It looks like you're new here. If you want to get involved, click one of these buttons!
I realize the "MMORPG gaming has a bleak future" theme makes a regular appearance on this forum, but with the bankruptcy of 38 Studios, I think there are some ideas that need serious consideration. Very succinctly, here is what I think is worth considering.
Thesis: Ongoing failures and weakness in the MMORPG industry are due, not to bad management or other variables that can be controlled, but to the nature of the product. MMORPGs suffer from heavy network effects and high switching costs, as well as very large fixed costs, which combined mean it is an industry very likely to be dominated by one major game, with all other competitors either filling small niches, or (more likely) failing spectacularly. The cost of MMORPGs, and their reputations as expensive failures, will lead game companies to develop fewer MMORPGs, with MOBAs, MMOFPSs, and MMORTSs filling the gap.
So let me explain what some of that businesspeak means.
Network Effects: A product with a network effect is a product whose worth depends on how many other people use it. An operating system has a network effect; a graphics card does not. The more people that use your operating system, the more useful it is; but you get the same use out of a graphics card regardless of how many other people use the same one. A single-player game has very little network effect; an MMORPG has a huge network effect. In marketing, where goods have high network effects, it is highly likely that one product will soon come to dominate the industry, because the more people use that product, the more valuable it becomes.
Switching Costs: This is what it sounds like: the cost of switching from one product to another. The cost (in time and effort) of switching web browsers is relatively low; the cost (again, in time and effort) of switching operating systems is high. FPSs have very little switching cost - you can be fully up to speed in a new one in very short order, while MMORPGs have a huge switching cost, in terms of the time needed to get up to where other players are at (a month of heavy gaming, sometimes more). Again, this leads to the dominance of one product over the industry.
Fixed Costs: This is the minimum cost for getting a good out to market, regardless of how many units are sold. For a computer game, nearly all of the cost is fixed; in fact, MMORPGs are the rare exception of a game that requires a large variable cost (e.g., server maintenance and customer support). But as large as the variable costs are for MMORPGs, the fixed cost, of simply getting the game out to market, is absolutely huge - an order of magnitude, if not multiple orders of magnitude, larger than for other games. The staff required to get an MMORPG to market can be ten, or even a hundred, times the staff required to get a strategy or action game to market.
So, take an industry where it costs a huge amount to develop a game, and factor in that players are going to be very reluctant to switch games because of the risks involved (that their friends won't come over and join them) and the costs involved (weeks, even months, of getting up to speed), and what you have is an industry where there will be one game that owns the industry, and makes money hand over fist, while other game companies either fail or linger in the shadows with few players.
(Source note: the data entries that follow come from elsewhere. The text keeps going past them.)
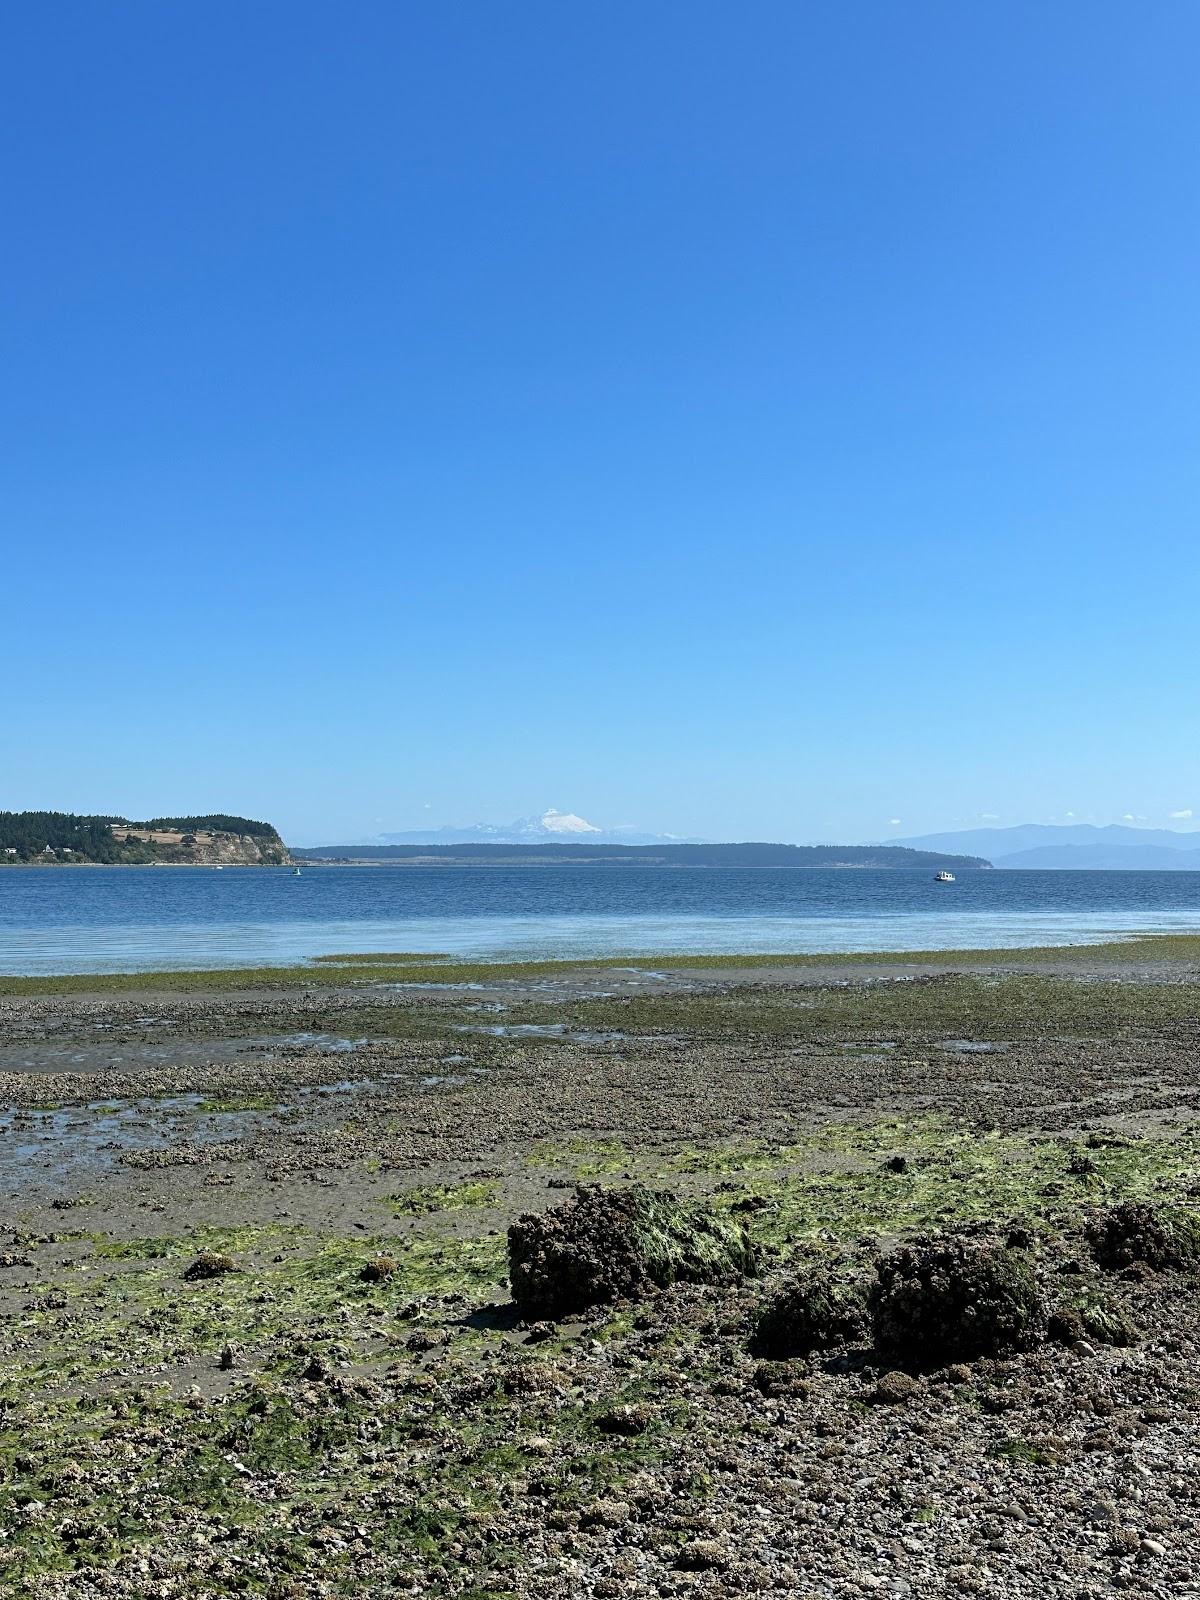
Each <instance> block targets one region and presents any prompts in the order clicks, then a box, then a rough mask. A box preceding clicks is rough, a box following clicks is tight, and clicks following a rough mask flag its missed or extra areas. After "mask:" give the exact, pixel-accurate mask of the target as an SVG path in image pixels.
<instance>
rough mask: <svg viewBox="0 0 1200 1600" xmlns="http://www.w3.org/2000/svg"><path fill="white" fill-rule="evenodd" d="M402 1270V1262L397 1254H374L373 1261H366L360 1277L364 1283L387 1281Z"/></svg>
mask: <svg viewBox="0 0 1200 1600" xmlns="http://www.w3.org/2000/svg"><path fill="white" fill-rule="evenodd" d="M398 1270H400V1262H398V1261H397V1259H395V1256H373V1258H371V1261H365V1262H363V1266H362V1270H360V1274H358V1277H360V1278H362V1280H363V1283H387V1280H389V1278H394V1277H395V1275H397V1272H398Z"/></svg>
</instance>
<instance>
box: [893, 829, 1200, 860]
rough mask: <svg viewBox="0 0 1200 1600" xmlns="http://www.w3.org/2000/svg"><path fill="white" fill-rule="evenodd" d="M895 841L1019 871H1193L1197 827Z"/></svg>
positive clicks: (1075, 829)
mask: <svg viewBox="0 0 1200 1600" xmlns="http://www.w3.org/2000/svg"><path fill="white" fill-rule="evenodd" d="M896 843H899V845H907V846H912V848H915V850H966V851H978V853H979V854H982V856H987V859H989V861H990V862H992V866H994V867H1000V869H1003V870H1019V872H1198V870H1200V829H1189V830H1187V832H1184V830H1176V829H1170V827H1123V826H1122V824H1120V822H1112V824H1109V826H1107V827H1096V826H1094V824H1091V822H1024V824H1021V826H1018V827H971V829H965V830H962V832H949V834H925V835H922V837H918V838H901V840H898V842H896Z"/></svg>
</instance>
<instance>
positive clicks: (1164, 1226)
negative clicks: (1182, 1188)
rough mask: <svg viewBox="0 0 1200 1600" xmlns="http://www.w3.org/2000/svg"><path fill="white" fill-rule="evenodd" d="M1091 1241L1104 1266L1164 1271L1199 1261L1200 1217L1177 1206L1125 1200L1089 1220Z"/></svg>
mask: <svg viewBox="0 0 1200 1600" xmlns="http://www.w3.org/2000/svg"><path fill="white" fill-rule="evenodd" d="M1086 1232H1088V1242H1090V1243H1091V1250H1093V1254H1094V1256H1096V1261H1098V1262H1099V1264H1101V1266H1102V1267H1110V1269H1114V1270H1117V1269H1120V1267H1130V1266H1134V1264H1136V1262H1138V1264H1141V1266H1147V1267H1154V1269H1155V1270H1163V1269H1165V1267H1182V1266H1190V1264H1195V1262H1197V1261H1200V1216H1197V1214H1195V1211H1187V1210H1184V1208H1182V1206H1174V1205H1139V1203H1138V1202H1134V1200H1126V1202H1123V1203H1122V1205H1115V1206H1112V1208H1110V1210H1109V1211H1099V1213H1098V1214H1096V1216H1093V1218H1091V1219H1090V1221H1088V1230H1086Z"/></svg>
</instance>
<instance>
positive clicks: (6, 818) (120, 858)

This can be seen perfectly clearly, because there is an industry where it is already the case: CCGs. The CCG industry is a one-game industry (OK, maybe two games, but even then, one clearly dominates); network effects, yes, switching costs, yes, high fixed costs, yes. Chances of anyone breaking MTG's death grip on the industry are low; and that has less to do with the quality of the product (which is high, if expensive) than it has to do with the simple structure of the industry.
Conclusion: Given all of the above, chances of anyone unseating World of Warcraft are low; but worse, chances of anyone pulling enough players away from World of Warcraft to simply be profitable on an ongoing basis - other than as a niche product keeping a small studio alive - are low. That means we are destined to see more failures, until game companies wise up and forget about trying to win the MMORPG lottery. The lottery numbers have already been pulled, and there's a winner, and it's Blizzard. Instead, game companies will start leaning toward genres where network effects and switching costs are lower, even if fixed costs are still a bit high - hence the increased popularity of MOBAs. Will other game companies be able to unseat League of Legends as the dominant MOBA? Probably not - but it is a whole lot easier to pull gamers away from LoL than it is to pry eight-year veterans away from WoW.